Green Thumb Industries (GTBIF)
Green Thumb Industries is a U.S. MSO which operates in 12 states, including California as well as Florida. Zuanic reveals Green Thumb has the best risk profile of Cantor’s top-rated MSOs. Green Thumb has expanded its footprint in Illinois and Pennsylvania without overextending the balance sheet of its, it currently has a sizable presence in New Jersey and Zuanic is projecting revenue will mature from $527 million in 2020 to $982 million by 2022. Additionally, he anticipates further legalization of Pennsylvania, New York, Maryland and Connecticut in coming years. Cantor Fitzgerald has an “overweight” rating and twenty nine dolars cost target for GTBIF inventory.

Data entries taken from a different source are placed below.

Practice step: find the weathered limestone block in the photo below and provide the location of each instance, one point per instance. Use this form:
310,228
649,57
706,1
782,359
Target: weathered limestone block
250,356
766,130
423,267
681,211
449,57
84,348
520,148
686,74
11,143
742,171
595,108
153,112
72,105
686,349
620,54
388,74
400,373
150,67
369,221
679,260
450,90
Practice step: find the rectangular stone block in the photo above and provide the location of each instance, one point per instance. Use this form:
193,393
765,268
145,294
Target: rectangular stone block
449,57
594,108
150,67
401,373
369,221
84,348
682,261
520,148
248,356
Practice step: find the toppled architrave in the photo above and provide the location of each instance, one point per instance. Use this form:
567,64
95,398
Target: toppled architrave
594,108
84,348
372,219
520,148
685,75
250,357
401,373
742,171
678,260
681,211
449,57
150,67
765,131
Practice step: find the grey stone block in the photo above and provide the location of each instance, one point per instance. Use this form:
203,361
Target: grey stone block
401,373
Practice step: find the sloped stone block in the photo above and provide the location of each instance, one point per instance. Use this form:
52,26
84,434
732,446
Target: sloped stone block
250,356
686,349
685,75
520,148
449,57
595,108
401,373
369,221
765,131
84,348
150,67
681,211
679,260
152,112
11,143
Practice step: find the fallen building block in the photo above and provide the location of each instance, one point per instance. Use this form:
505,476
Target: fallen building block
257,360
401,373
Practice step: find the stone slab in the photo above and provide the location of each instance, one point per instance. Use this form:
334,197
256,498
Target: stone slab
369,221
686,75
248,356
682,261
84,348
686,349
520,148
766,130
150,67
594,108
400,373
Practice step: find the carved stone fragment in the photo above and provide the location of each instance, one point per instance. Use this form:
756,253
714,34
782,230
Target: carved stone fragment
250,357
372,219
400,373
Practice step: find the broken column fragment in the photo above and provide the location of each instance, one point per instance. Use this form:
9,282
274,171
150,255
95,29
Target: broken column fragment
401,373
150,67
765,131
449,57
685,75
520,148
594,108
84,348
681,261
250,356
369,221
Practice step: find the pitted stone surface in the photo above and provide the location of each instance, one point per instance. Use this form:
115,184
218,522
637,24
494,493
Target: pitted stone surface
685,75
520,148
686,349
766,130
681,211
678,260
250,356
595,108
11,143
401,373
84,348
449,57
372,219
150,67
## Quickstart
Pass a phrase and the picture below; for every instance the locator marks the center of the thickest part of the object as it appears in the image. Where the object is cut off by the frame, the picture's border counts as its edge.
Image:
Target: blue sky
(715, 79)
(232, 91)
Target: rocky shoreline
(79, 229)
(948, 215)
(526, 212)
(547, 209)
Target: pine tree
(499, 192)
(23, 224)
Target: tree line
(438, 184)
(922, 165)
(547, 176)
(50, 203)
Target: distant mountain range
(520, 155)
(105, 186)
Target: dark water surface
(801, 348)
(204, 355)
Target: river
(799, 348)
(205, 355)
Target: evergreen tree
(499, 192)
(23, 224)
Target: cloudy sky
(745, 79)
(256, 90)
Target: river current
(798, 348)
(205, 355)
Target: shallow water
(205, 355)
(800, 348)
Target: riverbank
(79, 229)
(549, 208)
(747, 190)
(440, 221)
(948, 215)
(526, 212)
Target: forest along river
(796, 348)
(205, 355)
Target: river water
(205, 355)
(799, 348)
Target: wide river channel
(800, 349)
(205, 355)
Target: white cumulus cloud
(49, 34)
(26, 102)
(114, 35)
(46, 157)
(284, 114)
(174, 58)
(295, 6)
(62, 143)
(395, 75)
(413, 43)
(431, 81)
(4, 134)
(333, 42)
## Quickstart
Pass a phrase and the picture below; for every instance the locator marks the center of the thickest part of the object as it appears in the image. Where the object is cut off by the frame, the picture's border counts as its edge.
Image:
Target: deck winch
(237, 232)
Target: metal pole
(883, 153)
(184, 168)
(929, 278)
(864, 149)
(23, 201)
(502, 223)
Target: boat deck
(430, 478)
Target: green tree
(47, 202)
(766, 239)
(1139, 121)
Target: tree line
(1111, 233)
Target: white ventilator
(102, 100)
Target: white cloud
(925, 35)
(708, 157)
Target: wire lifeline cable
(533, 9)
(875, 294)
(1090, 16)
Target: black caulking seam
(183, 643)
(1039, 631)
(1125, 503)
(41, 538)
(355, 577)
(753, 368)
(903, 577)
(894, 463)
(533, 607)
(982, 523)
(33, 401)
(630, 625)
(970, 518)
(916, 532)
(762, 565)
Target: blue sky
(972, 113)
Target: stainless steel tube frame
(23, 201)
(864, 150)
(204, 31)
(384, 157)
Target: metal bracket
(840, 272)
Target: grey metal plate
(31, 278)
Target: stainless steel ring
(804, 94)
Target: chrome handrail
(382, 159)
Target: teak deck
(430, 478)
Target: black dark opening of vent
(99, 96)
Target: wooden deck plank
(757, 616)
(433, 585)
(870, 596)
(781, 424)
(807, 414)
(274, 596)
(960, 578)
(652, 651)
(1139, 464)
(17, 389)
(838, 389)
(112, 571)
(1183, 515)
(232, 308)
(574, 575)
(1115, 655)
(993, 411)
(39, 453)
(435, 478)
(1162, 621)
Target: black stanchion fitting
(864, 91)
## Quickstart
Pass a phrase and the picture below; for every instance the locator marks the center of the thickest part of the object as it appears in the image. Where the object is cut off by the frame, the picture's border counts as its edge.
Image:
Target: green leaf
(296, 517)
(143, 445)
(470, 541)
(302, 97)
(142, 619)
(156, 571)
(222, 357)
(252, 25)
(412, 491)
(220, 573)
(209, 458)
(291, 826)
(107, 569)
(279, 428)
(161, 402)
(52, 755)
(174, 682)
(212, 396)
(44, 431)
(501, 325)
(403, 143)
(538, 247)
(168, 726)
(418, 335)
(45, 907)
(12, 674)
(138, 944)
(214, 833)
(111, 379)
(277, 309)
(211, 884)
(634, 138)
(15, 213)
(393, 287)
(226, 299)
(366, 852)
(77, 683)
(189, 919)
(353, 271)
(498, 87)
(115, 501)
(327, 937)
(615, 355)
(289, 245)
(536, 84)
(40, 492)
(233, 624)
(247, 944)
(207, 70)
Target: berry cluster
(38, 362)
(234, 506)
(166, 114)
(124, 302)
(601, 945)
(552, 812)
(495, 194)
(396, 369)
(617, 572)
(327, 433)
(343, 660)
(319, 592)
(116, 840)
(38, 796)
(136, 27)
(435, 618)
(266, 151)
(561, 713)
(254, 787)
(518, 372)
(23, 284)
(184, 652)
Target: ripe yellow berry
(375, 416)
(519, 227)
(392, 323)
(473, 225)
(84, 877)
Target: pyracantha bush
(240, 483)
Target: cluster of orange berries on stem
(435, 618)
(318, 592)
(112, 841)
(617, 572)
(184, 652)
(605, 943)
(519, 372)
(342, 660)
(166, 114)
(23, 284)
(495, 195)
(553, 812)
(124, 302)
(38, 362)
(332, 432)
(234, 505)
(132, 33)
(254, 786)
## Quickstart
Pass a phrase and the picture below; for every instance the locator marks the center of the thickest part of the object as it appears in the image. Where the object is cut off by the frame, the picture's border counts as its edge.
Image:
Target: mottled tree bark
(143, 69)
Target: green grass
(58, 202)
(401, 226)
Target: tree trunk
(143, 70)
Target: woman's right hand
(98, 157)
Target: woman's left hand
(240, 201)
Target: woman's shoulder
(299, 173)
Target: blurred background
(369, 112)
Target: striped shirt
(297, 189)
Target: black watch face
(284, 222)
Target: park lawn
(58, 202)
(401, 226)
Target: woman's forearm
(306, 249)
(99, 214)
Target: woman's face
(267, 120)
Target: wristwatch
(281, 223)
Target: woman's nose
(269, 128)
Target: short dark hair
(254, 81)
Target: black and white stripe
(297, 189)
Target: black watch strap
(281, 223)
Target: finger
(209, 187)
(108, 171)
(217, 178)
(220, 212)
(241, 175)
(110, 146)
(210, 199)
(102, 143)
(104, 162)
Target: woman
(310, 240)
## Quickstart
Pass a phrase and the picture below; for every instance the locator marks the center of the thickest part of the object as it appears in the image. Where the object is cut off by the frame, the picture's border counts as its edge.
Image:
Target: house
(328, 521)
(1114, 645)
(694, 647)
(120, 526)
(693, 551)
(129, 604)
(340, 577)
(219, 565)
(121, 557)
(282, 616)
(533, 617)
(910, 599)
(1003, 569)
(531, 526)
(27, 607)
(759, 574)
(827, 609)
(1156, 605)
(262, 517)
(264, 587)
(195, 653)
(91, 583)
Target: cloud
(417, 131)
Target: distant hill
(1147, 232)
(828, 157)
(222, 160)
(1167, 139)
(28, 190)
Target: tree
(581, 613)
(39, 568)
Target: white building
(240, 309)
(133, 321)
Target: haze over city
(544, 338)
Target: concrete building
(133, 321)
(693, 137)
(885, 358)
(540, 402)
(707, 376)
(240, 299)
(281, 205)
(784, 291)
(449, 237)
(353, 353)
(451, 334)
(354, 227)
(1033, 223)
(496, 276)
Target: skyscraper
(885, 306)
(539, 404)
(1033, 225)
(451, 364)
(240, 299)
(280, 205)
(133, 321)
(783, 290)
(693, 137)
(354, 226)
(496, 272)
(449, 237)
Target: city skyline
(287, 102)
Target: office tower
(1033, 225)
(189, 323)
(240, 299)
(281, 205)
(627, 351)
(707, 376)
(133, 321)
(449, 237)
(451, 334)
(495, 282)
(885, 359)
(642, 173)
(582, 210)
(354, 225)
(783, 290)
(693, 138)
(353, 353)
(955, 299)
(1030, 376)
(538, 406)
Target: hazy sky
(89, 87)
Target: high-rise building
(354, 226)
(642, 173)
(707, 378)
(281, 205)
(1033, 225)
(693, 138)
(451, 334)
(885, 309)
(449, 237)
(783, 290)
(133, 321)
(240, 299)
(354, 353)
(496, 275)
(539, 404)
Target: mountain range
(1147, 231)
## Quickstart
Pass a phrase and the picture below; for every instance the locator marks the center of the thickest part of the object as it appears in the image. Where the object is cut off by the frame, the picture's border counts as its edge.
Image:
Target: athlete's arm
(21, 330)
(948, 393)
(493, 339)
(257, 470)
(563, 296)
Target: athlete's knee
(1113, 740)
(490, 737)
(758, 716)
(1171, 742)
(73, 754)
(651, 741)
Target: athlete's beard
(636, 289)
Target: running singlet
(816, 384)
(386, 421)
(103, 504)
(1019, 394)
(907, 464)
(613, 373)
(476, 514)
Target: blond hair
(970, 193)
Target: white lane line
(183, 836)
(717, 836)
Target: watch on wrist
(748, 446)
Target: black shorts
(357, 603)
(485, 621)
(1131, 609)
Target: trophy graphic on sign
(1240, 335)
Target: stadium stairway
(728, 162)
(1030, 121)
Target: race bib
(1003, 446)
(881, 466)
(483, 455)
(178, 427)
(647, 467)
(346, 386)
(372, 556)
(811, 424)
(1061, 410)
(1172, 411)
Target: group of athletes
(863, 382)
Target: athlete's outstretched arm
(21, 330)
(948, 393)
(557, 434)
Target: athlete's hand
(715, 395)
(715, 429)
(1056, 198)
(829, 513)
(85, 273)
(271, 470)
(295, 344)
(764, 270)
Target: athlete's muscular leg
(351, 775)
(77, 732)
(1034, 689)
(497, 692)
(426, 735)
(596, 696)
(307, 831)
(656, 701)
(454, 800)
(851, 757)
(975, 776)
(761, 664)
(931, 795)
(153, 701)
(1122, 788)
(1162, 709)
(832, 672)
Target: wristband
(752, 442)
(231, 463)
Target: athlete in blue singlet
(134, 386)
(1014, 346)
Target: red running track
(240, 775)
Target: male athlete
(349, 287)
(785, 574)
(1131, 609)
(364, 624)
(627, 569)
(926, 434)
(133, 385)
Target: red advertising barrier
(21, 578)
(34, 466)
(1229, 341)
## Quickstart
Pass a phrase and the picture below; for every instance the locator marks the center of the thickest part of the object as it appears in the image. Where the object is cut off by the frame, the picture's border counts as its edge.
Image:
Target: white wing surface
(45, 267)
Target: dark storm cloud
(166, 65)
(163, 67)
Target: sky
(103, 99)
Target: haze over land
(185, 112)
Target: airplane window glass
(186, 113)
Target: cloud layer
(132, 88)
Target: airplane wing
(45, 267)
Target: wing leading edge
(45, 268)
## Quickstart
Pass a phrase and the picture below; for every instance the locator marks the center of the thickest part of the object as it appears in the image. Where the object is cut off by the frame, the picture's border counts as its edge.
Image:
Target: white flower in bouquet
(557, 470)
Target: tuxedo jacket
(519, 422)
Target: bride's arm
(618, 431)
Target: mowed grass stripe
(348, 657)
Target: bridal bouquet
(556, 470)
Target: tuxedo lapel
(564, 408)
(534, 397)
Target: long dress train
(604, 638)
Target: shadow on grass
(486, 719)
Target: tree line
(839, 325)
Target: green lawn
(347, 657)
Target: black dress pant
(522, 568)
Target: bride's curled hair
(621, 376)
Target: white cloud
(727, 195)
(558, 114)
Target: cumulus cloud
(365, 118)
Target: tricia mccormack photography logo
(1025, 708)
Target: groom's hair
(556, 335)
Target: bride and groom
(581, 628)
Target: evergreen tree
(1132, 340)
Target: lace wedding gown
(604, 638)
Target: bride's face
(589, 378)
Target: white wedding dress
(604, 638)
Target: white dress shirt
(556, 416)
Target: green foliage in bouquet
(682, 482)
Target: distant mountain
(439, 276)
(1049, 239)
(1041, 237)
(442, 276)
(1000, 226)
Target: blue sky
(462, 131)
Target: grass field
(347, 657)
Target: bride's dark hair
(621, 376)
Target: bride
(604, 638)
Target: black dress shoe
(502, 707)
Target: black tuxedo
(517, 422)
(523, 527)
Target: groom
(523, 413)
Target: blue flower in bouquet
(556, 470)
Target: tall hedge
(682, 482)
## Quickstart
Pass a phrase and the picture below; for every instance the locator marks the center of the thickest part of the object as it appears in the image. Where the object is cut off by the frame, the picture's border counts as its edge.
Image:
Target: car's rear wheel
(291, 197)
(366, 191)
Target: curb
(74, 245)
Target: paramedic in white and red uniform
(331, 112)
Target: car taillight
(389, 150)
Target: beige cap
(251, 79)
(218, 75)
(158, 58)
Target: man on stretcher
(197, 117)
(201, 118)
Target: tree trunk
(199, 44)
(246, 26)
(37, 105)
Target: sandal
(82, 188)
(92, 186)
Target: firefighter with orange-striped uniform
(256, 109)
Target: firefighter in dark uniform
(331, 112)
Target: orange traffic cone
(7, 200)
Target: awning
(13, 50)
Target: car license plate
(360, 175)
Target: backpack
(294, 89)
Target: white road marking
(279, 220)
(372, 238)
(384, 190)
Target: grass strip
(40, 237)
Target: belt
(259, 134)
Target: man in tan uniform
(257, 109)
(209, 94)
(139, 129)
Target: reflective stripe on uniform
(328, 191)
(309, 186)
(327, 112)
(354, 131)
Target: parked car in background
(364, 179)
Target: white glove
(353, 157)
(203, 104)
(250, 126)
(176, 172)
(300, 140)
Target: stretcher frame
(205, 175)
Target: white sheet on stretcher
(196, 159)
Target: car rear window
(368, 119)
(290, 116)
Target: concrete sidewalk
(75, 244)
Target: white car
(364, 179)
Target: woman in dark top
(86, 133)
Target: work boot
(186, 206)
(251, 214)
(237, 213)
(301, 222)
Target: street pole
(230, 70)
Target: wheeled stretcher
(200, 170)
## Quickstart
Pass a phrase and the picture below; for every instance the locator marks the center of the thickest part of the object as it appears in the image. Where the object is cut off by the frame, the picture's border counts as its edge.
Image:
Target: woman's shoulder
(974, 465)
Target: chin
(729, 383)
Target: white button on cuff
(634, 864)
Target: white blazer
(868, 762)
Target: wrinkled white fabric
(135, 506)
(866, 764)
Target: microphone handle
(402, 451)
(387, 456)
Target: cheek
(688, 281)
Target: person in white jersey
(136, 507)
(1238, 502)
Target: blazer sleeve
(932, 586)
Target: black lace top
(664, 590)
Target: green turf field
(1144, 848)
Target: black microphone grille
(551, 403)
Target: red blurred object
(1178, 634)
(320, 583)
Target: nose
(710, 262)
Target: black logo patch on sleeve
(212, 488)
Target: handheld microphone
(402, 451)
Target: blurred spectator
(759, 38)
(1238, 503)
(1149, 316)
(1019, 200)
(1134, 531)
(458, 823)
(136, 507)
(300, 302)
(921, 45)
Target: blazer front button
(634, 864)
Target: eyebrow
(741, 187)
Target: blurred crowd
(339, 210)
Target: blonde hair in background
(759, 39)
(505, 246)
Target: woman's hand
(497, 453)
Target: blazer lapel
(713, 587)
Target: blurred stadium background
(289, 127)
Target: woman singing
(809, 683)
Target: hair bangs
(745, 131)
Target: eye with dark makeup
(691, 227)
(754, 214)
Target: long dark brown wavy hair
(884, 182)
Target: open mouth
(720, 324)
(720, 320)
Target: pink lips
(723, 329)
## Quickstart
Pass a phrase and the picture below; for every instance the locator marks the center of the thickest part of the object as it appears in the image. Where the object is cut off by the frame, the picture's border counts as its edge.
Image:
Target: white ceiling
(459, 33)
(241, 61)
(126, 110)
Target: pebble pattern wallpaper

Trulieve Cannabis Corp. (TCNNF)
Trulieve Cannabis is actually an MSO which operates largely in Florida. Zuanic recently hosted a call with Trulieve CEO Kim Rivers. After speaking with Rivers, Zuanic says he is confident in Trulieve’s potential to keep a dominant market share of the high growth Florida medical marijuana market. Furthermore, Zuanic says Trulieve has a significant alternative to grow its companies in other states, including Connecticut, Massachusetts, and California. Finally, he is optimistic Florida voters can legalize recreational marijuana in the 2022 midterm election. Cantor Fitzgerald has an “overweight” rating and $60 price target for TCNNF inventory.
GW Pharmaceuticals (GWPH)
In contrast to the other cannabis stocks on this list, GW Pharmaceuticals is a biopharmaceutical company centered on developing cannabis based drug treatments. The company’s lead drug Epidiolex has been approved by the Food as well as Drug Administration for the treatment of pediatric epilepsy. Cantor analyst Charles Duncan states GW’s third-quarter Epidiolex sales exceeded his expectations. He also sees several bullish catalysts for GW through the tail end of 2021, which includes further penetration into adult individuals and more rollout in Europe. Cantor has an “overweight” rating and $165 cost target for GWPH stock.